When an x86 CPU reads a double, it reads 8 bytes in a cycle. When it reads an SSE vector, it reads 16 bytes. When it reads an AVX vector, it reads 32.
When the CPU fetches a cache line from memory, it also reads at least 32 bytes.
Your assumption that the CPU reads 4 bytes per cycle is false.
First: x86 CPUs don't read stuff in 4 bytes only, they can read 8 bytes in a cycle or even more with SIMD extensions.
But to answer your question "why are there alignment boundaries multiple than 4?", assuming a generic architecture (you didn't specify one and you wrote that x86 was just an example) I'll present a specific case: GPUs.
NVIDIA GPU memory can only be accessed (store/load) if the address is aligned on a multiple of the access size (PTX ISA ld/st). There are different kinds of loads and the most performant ones happen when the address is aligned to a multiple of the access size so if you're trying to load a double from memory (8 bytes) you would have (pseudocode):
ld.double [48dec] // Works, 8 bytes aligned
ld.double [17dec] // Fails, not 8 bytes aligned
in the above case when trying to access (r/w) memory that is not properly aligned the process will actually cause an error. If you want speed you'll have to provide some safety guarantees.
That might answer your question on why alignment boundaries larger than 4 exist in the first place. On such an architecture an access size of 1 is always safe (every address is aligned to 1). That isn't true for every n>1.

How do I ensure buffer memory is aligned?

I am using a hardware interface to send data that requires me to set up a DMA buffer, which needs to be aligned on 64 bits boundaries.
The DMA engine expects buffers to be aligned on at least 32 bits boundaries (4 bytes). For optimal performance the buffer should be aligned on 64 bits boundaries (8 bytes). The transfer size must be a multiple of 4 bytes.
I create buffers using posix_memalign, as demonstrated in the snippet bellow.
posix_memalign ((void**)&pPattern, 0x1000, DmaBufferSizeinInt32s * sizeof(int))
pPattern is a pointer to an int, and is the start of my buffer which is DmaBufferSizeinInt32s deep.

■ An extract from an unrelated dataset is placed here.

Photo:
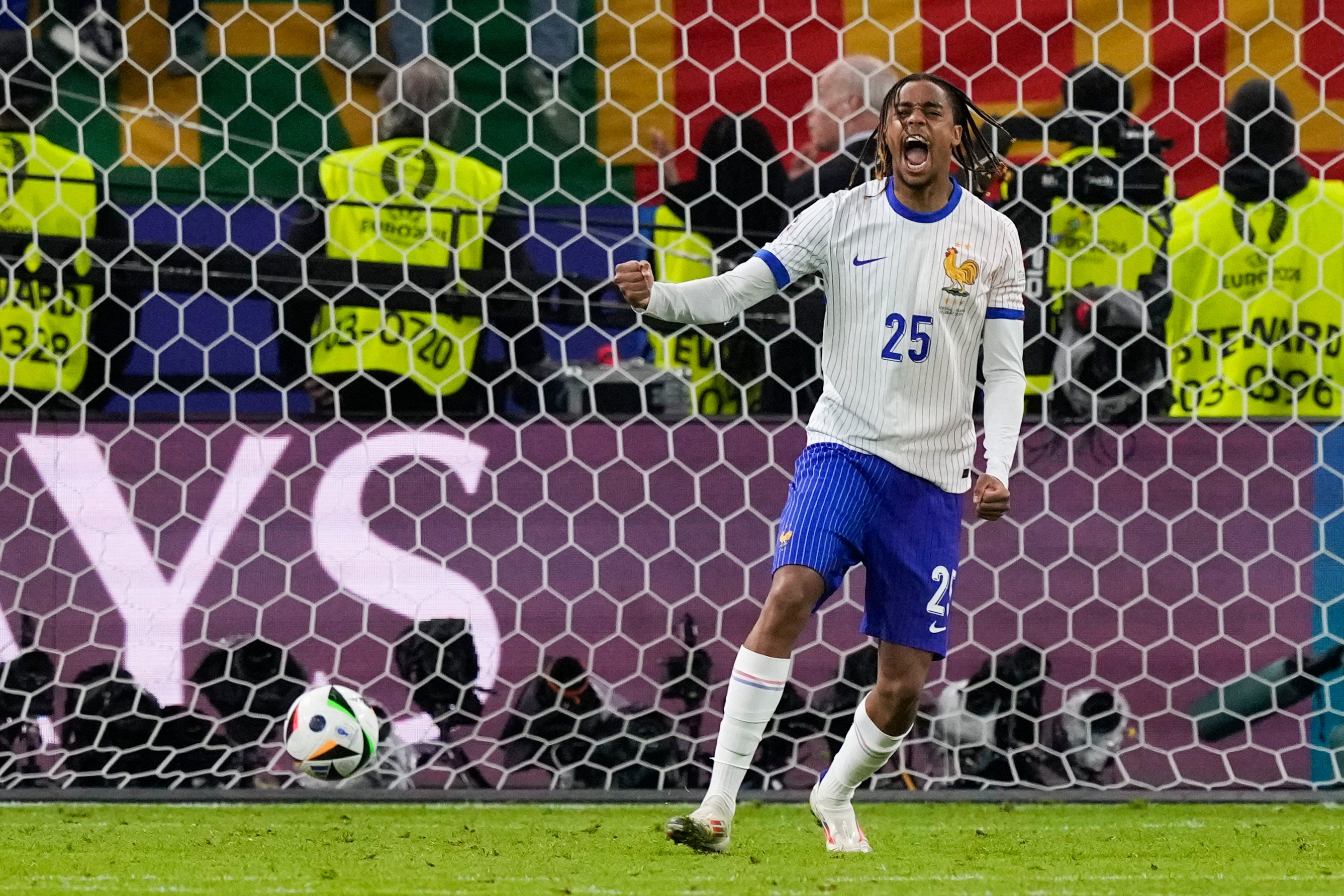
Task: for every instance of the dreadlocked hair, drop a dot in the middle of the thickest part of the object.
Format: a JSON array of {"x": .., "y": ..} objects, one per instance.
[{"x": 976, "y": 155}]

Is my buffer aligned on 64bits?
Yes, your buffer IS aligned on 64-bits. It's ALSO aligned on a 4 KByte boundary (hence the 0x1000). If you don't want the 4 KB alignement then pass 0x8 instead of 0x1000 ...
Edit: I would also note that usually when writing DMA chains you are writing them through uncached memory or through some kind of non-cache based write queue. If this is the case you want to align your DMA chains to the cache line size as well to prevent a cache write-back overwriting the start or end of your DMA chain.
As Goz pointed out, but (imo) a bit less clearly: you're asking for alignment by 0x1000 bytes (the second argument), which is much more than 64 bits.
You could change the call to just:
posix_memalign ((void**)&pPattern, 8, DmaBufferSizeinInt32s * sizeof(int)))
This might make the call cheaper (less wasted memory), and in any case is clearer, since you ask for something that more closely matches what you actually want.
I don't know your hardware and I don't know how you are getting your pPattern pointer, but this seems risky all around. Most DMA I am familiar with requires physical continuous RAM. The operating system only provides virtually continuous RAM to user programs. That means that a memory allocation of 1 MB might be composed of up to 256 unconnected 4K RAM pages.
Much of the time memory allocations will be made of continuous physical pieces which can lead to things working most of the time but not always. You need a kernel device driver to provide safe DMA.
I wonder about this because if your pPattern pointer is coming from a device driver, then why do you need to align it more?